There's a disanalogy in that autonomy is probably a terminal value whereas corrigibility is only an instrumental one. In other words, I don't want a corrigible AI for the sake of having a corrigible AI, I want one so it will help me reach my other goals. I do (probably) want autonomy, and not only because it would help me reach other goals. So in fact ambitious value learning will not learn to behave corrigibly, I think, because the AI will probably think it has a better way of giving me what I ultimately want.

Oh, I think I see a different way of stating your argument that avoids this disanalogy: we're not concerned about autonomy as a terminal value here, but as an instrumental one like corrigibility.
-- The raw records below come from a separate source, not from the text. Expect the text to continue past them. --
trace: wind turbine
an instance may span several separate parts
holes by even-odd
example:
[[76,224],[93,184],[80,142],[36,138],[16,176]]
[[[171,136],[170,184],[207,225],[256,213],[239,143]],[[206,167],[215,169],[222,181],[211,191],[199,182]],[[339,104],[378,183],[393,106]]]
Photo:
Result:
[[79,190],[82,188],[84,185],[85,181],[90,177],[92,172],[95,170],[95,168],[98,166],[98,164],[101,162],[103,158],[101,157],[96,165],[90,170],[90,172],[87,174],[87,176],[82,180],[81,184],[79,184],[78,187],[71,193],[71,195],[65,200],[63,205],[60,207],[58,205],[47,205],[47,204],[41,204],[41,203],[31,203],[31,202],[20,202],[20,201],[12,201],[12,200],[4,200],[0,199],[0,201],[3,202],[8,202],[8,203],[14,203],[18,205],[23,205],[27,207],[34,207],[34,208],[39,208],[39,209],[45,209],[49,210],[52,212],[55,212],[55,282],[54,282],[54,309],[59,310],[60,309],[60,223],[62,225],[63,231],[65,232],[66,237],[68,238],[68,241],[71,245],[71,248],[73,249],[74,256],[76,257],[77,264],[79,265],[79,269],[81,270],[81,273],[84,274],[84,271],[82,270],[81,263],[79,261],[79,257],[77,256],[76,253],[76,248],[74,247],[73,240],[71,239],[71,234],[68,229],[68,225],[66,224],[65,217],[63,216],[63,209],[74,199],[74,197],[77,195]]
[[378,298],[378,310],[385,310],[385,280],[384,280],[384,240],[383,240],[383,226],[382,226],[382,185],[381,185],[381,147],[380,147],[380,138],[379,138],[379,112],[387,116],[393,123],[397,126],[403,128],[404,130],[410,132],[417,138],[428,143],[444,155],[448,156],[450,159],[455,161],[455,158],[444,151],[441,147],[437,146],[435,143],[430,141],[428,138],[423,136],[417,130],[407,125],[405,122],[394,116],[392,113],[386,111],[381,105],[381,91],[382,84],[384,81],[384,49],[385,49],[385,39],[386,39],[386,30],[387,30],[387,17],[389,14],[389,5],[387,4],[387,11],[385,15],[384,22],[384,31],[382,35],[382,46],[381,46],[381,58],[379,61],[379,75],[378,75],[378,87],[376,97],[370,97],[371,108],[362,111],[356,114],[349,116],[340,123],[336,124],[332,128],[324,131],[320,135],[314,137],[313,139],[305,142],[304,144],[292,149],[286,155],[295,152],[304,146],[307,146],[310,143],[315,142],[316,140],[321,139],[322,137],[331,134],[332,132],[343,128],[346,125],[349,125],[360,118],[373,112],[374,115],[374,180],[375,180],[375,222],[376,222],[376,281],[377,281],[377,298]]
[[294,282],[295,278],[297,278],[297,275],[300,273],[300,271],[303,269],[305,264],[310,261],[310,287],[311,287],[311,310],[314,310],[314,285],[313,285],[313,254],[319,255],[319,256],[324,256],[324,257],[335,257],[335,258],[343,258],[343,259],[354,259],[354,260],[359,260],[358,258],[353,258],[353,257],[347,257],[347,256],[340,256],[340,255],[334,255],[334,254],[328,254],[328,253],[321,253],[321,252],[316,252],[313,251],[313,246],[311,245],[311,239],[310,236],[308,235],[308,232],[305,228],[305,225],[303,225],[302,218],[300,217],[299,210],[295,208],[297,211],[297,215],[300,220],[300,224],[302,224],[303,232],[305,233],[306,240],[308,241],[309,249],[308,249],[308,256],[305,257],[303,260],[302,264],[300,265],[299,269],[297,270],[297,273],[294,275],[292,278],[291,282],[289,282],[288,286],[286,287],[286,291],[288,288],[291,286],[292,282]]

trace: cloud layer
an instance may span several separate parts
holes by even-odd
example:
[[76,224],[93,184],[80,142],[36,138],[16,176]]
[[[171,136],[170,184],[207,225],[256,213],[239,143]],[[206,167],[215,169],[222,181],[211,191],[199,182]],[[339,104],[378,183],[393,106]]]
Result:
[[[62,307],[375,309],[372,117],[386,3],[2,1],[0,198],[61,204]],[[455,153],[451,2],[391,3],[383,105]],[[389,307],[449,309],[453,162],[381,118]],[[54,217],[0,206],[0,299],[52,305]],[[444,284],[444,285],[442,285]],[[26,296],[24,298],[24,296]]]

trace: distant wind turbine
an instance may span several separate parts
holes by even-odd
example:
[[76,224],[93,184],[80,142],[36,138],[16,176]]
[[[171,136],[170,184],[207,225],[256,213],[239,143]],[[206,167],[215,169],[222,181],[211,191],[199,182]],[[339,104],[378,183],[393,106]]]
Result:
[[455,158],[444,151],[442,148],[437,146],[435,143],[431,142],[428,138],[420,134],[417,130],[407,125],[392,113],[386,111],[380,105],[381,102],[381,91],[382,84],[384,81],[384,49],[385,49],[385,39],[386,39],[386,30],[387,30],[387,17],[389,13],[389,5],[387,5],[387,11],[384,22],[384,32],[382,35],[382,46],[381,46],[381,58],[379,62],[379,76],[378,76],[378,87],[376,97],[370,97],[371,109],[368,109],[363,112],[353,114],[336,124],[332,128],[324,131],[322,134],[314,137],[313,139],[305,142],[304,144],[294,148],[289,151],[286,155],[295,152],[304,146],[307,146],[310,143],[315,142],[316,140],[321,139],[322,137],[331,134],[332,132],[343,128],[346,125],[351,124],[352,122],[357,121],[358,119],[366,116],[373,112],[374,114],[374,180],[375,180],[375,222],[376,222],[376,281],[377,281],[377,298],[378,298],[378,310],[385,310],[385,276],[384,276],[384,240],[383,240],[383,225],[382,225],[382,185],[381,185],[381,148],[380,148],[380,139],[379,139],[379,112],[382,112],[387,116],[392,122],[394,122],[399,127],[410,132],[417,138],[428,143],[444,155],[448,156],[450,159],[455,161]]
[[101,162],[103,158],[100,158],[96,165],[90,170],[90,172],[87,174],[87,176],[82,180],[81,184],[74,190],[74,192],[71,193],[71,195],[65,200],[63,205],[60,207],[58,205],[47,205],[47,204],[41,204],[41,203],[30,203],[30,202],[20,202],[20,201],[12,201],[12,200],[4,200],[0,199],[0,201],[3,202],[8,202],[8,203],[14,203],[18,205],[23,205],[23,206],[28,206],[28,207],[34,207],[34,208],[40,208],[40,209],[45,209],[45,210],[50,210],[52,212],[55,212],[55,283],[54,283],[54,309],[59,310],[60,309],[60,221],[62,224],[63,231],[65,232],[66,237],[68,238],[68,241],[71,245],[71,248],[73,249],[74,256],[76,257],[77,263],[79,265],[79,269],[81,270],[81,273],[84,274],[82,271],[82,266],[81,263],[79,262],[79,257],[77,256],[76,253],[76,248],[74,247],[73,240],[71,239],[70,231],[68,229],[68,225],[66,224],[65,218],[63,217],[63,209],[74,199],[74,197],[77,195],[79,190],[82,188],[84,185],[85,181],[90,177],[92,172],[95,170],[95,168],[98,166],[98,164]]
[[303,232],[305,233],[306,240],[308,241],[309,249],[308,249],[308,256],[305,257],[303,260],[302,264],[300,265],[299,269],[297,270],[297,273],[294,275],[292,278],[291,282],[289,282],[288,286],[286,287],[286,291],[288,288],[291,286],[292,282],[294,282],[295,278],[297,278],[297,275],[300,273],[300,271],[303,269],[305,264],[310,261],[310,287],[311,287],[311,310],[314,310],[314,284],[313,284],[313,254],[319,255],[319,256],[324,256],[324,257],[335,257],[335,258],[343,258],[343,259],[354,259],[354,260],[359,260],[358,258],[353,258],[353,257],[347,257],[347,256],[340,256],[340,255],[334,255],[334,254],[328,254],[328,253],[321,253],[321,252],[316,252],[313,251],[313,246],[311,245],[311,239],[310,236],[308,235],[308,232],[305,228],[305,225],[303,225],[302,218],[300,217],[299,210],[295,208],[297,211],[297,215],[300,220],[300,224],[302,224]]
If ambitious value learning works perfectly, then it would learn autonomy as a terminal value, but we want to implement autonomy-respecting AI mainly because that would help us get what we want in case ambitious value learning fails to works perfectly.

I think I understand the basic idea and motivation now, and I'll just point out that autonomy-respecting AI seems share several problems with other non-goal-directed approaches to AI safety.

This seems like an interesting idea for how to build an AI system in practice, along the same lines as corrigibility. We notice that value learning is not very robust: if you aren't very good at value learning, then you can get very bad behavior, and human values are sufficiently complex that you do need to be very capable in order to be sufficiently good at value learning. With (a particular kind of) corrigibility, we instead set the goal to be to make an AI system that is trying to help us, which seems more achievable even when the AI system is not very capable. Similarly, if we formalize or learn informed consent reasonably well (which seems easier to do since it is not as complex as "human values"), then our AI systems will likely have good behavior (though they will probably not have the best possible behavior, since they are limited by having to respect informed consent).

However, this also feels different from corrigibility, in that it feels more like a limitation put on the AI system, while corrigibility seems more like a property of the AI's "motivational system". This might be fine, since the AI might just not be goal-directed. One other benefit of corrigibility is that if you are "somewhat" corrigible, then you would like to become more corrigible, since that is what the human would prefer; informed-consent-AI doesn't seem to have an analogous benefit.